Results: Infection of mice with 500 pfu H1N1 caused extensive tissue inflammation and emphysema in both RA+H1N1 and CS+H1N1 groups. To minimize H1N1-induced tissue damage, we reduced the titer to 200 pfu and found significantly higher total leukocytes and macrophages in the CS+200H1N1 group. MLI was also increased in the RA+200H1N1 group compared with the RA+PBS, RA+H1N1, or CS+PBS groups. Further reduction of the H1N1 titers to 100 pfu resulted in CS+100H1N1 group still showing significantly more emphysema compared with the other three groups.
Conclusions: We describe an improved semi-automated MLI method that drastically reduced the time required to process and measure air space enlargement. Further, we have established a mouse model of COPD that uses a human-relevant virus to cause emphysema. These results suggest that CS sensitizes the lungs to influenza-induced injury at much lower virus titers.
Funding source: RO1HL068111 and R01HL140839
Cigarette smoking (CS) is a major inducer for chronic obstructive pulmonary disease (COPD) in humans, and mice exposed to CS for 6 months are generally used as a model to study this disease.
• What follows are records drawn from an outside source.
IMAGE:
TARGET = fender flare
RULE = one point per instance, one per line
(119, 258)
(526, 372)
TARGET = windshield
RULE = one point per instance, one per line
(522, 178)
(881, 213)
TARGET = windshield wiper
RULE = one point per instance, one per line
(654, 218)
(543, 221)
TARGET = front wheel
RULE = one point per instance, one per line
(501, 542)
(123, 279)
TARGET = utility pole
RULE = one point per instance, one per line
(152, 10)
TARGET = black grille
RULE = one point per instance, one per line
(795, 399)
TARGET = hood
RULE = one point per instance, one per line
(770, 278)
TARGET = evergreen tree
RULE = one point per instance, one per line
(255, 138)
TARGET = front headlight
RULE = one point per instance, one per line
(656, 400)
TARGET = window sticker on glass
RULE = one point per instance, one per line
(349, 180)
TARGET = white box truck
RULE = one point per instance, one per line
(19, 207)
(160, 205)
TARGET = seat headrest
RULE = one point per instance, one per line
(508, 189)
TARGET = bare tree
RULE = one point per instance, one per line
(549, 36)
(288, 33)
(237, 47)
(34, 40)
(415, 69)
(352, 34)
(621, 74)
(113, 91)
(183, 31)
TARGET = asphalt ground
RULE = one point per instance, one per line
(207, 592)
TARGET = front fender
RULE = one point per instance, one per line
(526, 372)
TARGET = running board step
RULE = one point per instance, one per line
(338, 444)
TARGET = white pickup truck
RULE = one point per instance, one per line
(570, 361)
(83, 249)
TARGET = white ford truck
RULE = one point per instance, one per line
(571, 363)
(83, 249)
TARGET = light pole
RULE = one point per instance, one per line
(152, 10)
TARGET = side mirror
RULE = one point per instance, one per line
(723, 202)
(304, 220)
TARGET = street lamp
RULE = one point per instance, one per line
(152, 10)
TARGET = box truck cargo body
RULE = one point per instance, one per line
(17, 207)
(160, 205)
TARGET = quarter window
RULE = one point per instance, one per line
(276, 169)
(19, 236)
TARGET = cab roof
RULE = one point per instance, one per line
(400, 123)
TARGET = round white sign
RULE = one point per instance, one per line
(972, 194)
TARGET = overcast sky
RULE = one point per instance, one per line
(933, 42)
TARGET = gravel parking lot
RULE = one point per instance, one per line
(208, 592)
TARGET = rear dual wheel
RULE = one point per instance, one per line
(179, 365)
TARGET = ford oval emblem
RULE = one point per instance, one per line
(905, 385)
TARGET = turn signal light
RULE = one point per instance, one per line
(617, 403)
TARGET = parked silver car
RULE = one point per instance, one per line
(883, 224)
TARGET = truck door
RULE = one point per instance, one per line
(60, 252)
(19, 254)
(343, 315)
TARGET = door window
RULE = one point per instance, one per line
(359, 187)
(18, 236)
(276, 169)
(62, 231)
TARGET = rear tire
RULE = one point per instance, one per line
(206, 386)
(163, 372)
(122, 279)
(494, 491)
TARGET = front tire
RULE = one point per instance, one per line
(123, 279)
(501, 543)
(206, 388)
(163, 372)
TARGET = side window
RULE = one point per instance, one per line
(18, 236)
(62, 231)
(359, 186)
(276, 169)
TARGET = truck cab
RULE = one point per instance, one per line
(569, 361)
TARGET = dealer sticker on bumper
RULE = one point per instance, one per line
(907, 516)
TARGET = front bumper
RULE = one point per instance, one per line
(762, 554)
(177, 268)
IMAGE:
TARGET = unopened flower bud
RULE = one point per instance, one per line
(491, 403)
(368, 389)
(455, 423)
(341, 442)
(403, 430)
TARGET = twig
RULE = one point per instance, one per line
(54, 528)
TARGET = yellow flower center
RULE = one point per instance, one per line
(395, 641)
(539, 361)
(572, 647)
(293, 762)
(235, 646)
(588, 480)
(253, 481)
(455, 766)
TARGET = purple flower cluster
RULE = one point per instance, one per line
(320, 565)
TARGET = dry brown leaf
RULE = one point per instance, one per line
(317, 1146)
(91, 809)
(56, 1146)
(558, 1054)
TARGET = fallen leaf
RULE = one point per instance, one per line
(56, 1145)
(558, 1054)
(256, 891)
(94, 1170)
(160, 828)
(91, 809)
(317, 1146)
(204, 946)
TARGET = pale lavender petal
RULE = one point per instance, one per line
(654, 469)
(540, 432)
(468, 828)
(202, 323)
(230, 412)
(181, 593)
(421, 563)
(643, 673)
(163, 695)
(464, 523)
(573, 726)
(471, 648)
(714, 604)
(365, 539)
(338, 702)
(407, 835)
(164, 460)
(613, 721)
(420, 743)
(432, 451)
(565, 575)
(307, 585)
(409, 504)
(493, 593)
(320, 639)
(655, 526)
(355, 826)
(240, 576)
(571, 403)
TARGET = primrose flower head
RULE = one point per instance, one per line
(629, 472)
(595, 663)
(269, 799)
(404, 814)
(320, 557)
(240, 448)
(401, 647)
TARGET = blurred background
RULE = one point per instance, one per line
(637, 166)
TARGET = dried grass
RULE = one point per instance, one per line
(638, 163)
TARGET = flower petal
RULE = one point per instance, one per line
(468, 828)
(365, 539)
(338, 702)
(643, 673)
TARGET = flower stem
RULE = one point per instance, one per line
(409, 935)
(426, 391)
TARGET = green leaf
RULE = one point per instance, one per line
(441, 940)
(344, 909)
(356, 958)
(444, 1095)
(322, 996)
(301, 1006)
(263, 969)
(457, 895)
Due to its relevance in human disease, the present study was designed to establish a model using H1N1 virus. Further, because quantification of emphysema is labor intensive, we developed a semi-automated rapid model to quantify emphysema.
Developing an improved method for quantifying emphysema and establishing an appropriate mouse model of emphysema are paramount in exploring the mechanism of COPD and represent a critical approach in deciding possible future human therapeutics.